Strophurus horneri
- Conservation status: Vulnerable (IUCN 3.1)

Scientific classification
- Kingdom: Animalia
- Phylum: Chordata
- Class: Reptilia
- Order: Squamata
- Suborder: Gekkota
- Family: Diplodactylidae
- Genus: Strophurus
- Species: S. horneri
- Binomial name: Strophurus horneri P. Oliver & Parkin, 2014

= Strophurus horneri =

- Genus: Strophurus
- Species: horneri
- Authority: P. Oliver & Parkin, 2014
- Conservation status: VU

Species of lizard

Strophurus horneri, also known commonly as the Arnhem phasmid gecko, is a species of lizard in the family Diplodactylidae.
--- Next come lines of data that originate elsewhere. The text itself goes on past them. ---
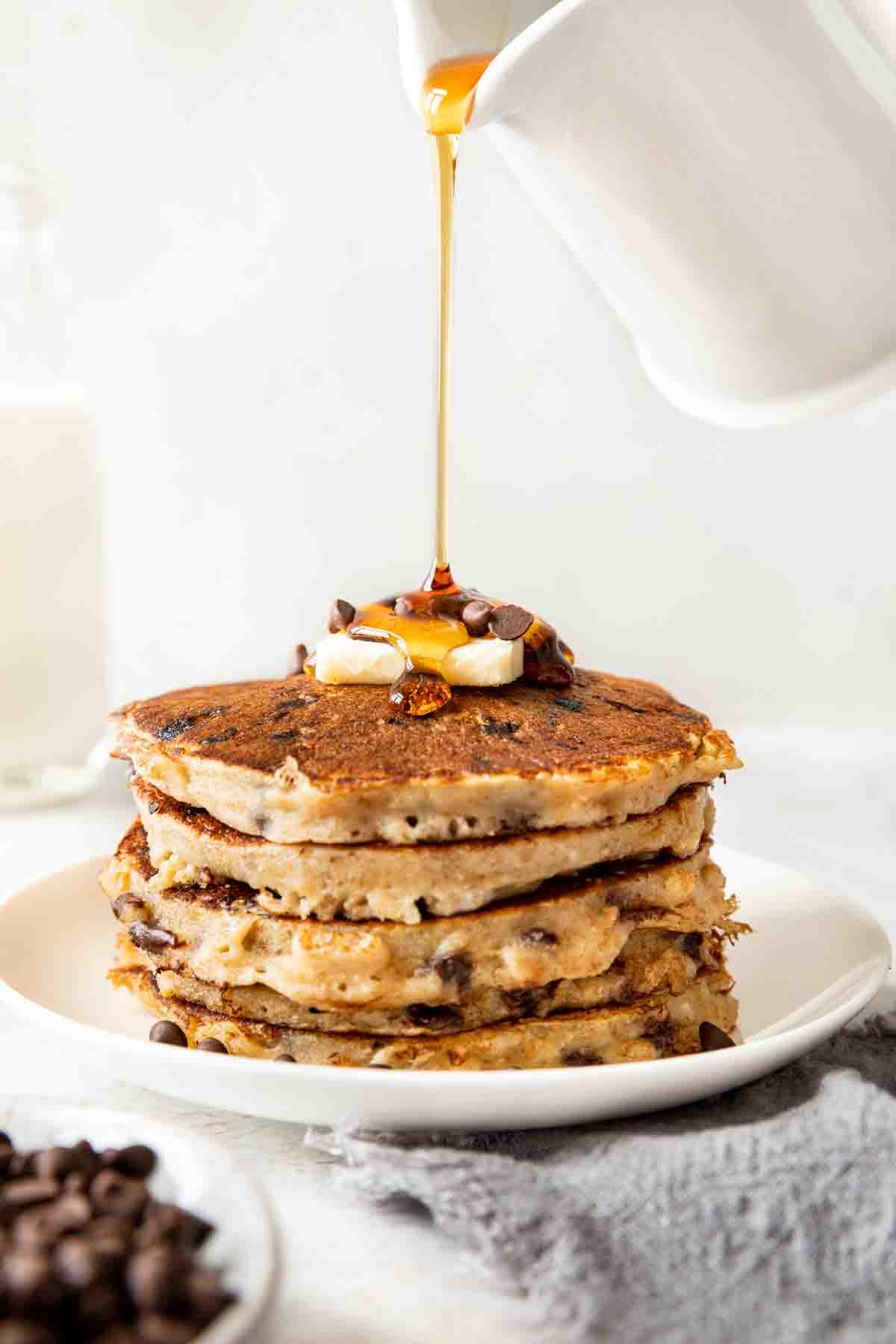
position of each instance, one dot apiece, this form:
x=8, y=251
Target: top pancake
x=297, y=759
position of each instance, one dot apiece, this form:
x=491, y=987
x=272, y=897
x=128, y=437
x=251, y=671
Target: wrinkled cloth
x=762, y=1216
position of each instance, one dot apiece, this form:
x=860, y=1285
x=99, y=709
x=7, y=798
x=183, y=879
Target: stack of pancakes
x=520, y=880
The species is endemic to Australia.

==Etymology==
The specific name, horneri, is in honour of Australian zoologist Paul Horner who is a Curator Emeritus of the Museum and Art Gallery of the Northern Territory.

==Geographic range==
S. horneri is found in Northern Territory of northern Australia.

==Description==
S. horneri is narrow-headed and slender-bodied. Its dorsal colouration consists of four broad yellow stripes on a brown or grayish ground colour. A small species, its snout-to-vent length is only about 3.5 cm.

==Habitat==
The preferred habitat of S. horneri is grassland.